Dia mengatakan, persoalan transportasi ke tempat-tempat tersebut masih banyak kendalanya karena lokasinya yang sulit dijangkau dan akses lain seperti komunikasi, penginapan, dan infrastruktur jalan belum memadai.
“Tetapi sejujurnya pemerintah sedang berusaha memperbaiki jalur transportasi ke sana, sehingga nanti ada yang tertarik menjadikannya lokasi syuting dan akhirnya menjadi destinasi wisata yang diminati wisatawan domestik maupun asing,” ucap Sapta.

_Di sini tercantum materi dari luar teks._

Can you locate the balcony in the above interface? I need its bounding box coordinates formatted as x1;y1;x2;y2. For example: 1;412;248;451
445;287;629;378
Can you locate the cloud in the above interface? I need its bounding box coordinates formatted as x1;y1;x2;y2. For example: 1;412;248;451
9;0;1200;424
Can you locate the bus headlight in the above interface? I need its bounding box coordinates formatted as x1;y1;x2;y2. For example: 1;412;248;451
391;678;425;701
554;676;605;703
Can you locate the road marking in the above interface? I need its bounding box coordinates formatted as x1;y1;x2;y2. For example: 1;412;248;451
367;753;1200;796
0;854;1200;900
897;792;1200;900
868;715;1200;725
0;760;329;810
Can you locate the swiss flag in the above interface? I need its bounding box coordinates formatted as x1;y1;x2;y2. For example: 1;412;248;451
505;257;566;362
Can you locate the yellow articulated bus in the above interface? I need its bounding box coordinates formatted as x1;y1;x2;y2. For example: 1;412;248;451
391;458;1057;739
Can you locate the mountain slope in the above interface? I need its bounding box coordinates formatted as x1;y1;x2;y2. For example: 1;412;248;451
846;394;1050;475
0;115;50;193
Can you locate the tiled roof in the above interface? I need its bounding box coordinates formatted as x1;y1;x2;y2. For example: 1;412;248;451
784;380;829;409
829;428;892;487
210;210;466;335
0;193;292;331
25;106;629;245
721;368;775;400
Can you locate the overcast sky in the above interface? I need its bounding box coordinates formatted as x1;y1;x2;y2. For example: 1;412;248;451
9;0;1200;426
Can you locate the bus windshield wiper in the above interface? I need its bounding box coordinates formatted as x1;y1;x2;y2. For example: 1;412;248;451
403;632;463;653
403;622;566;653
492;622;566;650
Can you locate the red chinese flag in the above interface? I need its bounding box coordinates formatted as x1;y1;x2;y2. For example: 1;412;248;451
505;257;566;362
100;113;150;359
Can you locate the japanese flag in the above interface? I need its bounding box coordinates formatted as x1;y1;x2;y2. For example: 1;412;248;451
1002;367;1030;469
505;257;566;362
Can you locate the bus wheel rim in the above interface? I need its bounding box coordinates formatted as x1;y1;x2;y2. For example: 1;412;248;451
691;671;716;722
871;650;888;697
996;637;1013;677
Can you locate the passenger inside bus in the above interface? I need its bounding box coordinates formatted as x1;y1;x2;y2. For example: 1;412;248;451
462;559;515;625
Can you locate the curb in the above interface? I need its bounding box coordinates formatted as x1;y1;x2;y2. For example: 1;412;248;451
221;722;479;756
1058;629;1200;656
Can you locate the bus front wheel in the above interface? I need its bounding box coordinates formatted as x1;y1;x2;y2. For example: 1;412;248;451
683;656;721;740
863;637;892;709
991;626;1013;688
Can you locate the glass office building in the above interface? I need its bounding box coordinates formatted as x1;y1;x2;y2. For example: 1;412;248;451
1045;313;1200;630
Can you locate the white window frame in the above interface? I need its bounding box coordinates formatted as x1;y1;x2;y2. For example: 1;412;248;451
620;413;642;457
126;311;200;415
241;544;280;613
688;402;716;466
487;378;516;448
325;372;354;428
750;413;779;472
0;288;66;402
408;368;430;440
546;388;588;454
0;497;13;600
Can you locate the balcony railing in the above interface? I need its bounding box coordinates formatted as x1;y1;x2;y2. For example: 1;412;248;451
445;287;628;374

Perbaikan dalam hal transportasi ke lokasi wisata sebelumnya sudah dilakukan seperti di Belitung. Setelah film Laskar Pelangi ditonton jutaan masyarakat Indonesia dan diputar di banyak negara, ternyata banyak turis yang berwisata ke pantai Belitung.
“Sehingga akses menuju ke sana mulai diperbaiki pemerintah daerah dan didukung dari pusat,” urai mantan direktur jenderal pemasaran pariwisata Kementerian Kebudayaan dan Pariwisata (Kemenbudpar) RI ini.
Dengan begitu, berawal dari promosi lewat Laskar Pelangi mengantarkan Belitung menjadi wisata bahari yang diminati wisatawan. Dampak positifnya, pendapatan daerah didapat banyak dari sektor wisata tersebut.
“Hal yang sama juga terjadi pada film-film asing yang menjadikan alamIndonesia sebagai lokasi syuting. Jika nantinya film itu sukses maka tempat syuting tersebut memungkinkan dikunjungi banyak wisatawan,” ungkap Sapta.
Sutradara asal Indonesia Faozan Rizal menjelaskan, tahun ini ada film Java Heat dan the Philosophers, yang memakai latar wisata dan kebudayaan dalam negeri. Tentu saja ini merupakan berita yang menggembirakan. Pasalnya, masih terdapat problem terkait dengan sulitnya produsen film asing yang ingin syuting di Indonesia.
“Padahal kalau mau jujur, wilayah kita ini punya ragam alam,budaya dan bangunan bersejarah yang mengagumkan. Hal ini bisa menjadi daya tawar terhadap para produsen film asing,” kata Faozan.
Ironisnya, pemerintah sudah mampu membaca hal itu, tetapi terkesan tidak berani tegas dan tetap memberlakukan birokrasi yang menyulitkan. Padahal, wisata alam Indonesia tidak kalah dengan misalnya pantai Phuket di Thailand. Lantas, mengapa film Air Terjun Pengantin Phuket dilakukan di Thailand.
“Selain alasan pantainya yang masih ada nuansa eksotis, misterius, juga karena faktor transportasi yang mudah dijangkau dan paket perjalanannya sudah melibatkan semua kru dan pengangkutan peralatan-peralatannya,” jelas Faozan.